O fato era que eu tinha tempo livre demais e estava o usando da pior maneira possível, decorando minha agenda com maratonas de séries românticas, tentativas de cozinhar, tricotar, organizar armários da cozinha e nossa geladeira (depois de dois dias tentando imitar a geladeira de Isaac, desisti), correr, lavar todas as cortinas da casa, meu carro, o da mãe, o quintal e visitar os amigos da vó na casa de repouso (apenas quando vó Glória insistia, já que ela preferia ir sozinha. "Você só me faz passar vergonha", ela dizia quando eu contava histórias engraçadas que não ressaltavam as qualidades de sua neta). Eu fazia tudo e qualquer coisa que não envolvesse sentar a bunda e estudar para a prova da residência com o edital do ano passado.

Pela trigésima primeira vez, meus olhos se perderam do papel para a janela, cruzando a rua até a casa rosa de dona Neide. Portas e janelas abertas, flores subindo felizes pelo muro, nenhum sinal da senhorinha serelepe ou seu neto-montanha por perto. Que tristeza.

Quando me tornei alguém que esperava as coisas acontecerem?

Quem era a garota que roubou um beijo (de língua e meio quilo de baba, infelizmente) do garoto mais bonito da segunda série (e ainda hoje não consegue olhar nos olhos do pobre Douglas depois daquele fiasco)? Quem era a garota que chegava nos caras de que gostava, que não tinha medo de se arriscar e mostrar para o mundo que ela não tinha vergonha de suas escolhas?

Isso mesmo. Mariana Navarro, ao seu dispor.

Então por que diabos eu estou cheia de dedos, me escondendo atrás da cortina com cheiro de amaciante, esperando um cara chegar?

Decidida a não me comportar feito trouxa, desci do sofá e peguei a muda de roupas que Isaac havia me emprestado na semana passada.
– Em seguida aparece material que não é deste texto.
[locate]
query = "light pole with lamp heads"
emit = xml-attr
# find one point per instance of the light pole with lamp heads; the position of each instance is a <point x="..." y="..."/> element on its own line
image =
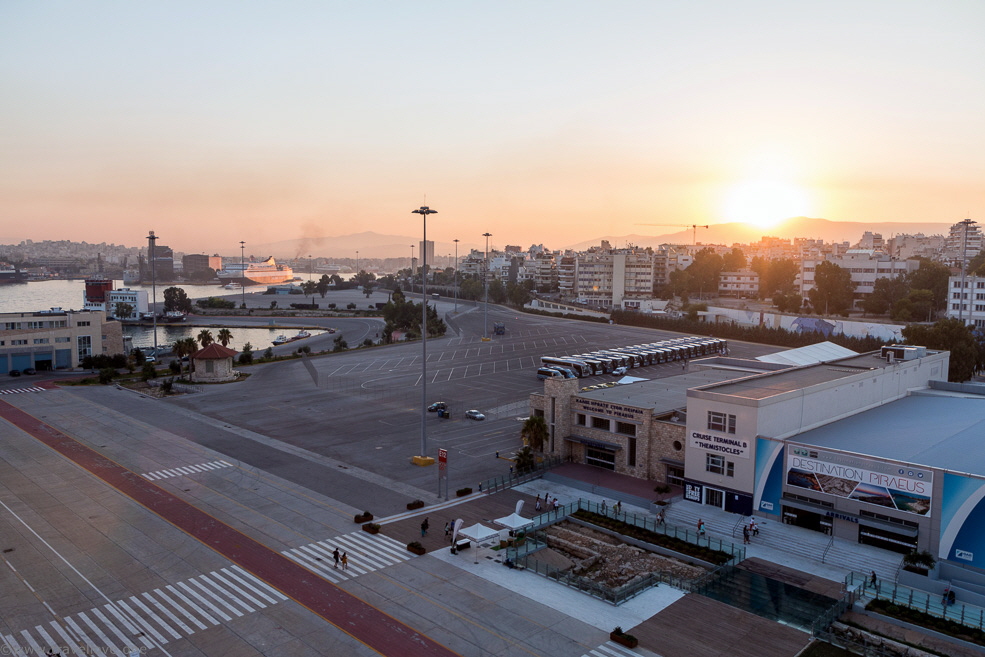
<point x="485" y="280"/>
<point x="424" y="211"/>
Meu plano envolvia atravessar a rua, bater na porta de dona Neide e fazer dela minha melhor amiga até que me contasse tudo sobre seu neto, em especial seu tipo de bolo favorito. (E depois torcer para que esteja à venda na padaria.)

Me sentindo corajosa e cheia certeza, atravessei a sala até a porta. Pressentindo minha autoconfiança, meu celular começou a gemer e gritar um toque alto e pavoroso, reservado à única pessoa que me fazia ansiosa com suas raras ligações. Imediatamente meu coração disparou e minhas mãos vazaram suor. Todo sangue e bravura abandonaram a Mariana que não se importava com nada. Restava apenas a garota que odiava falar com seu próprio pai.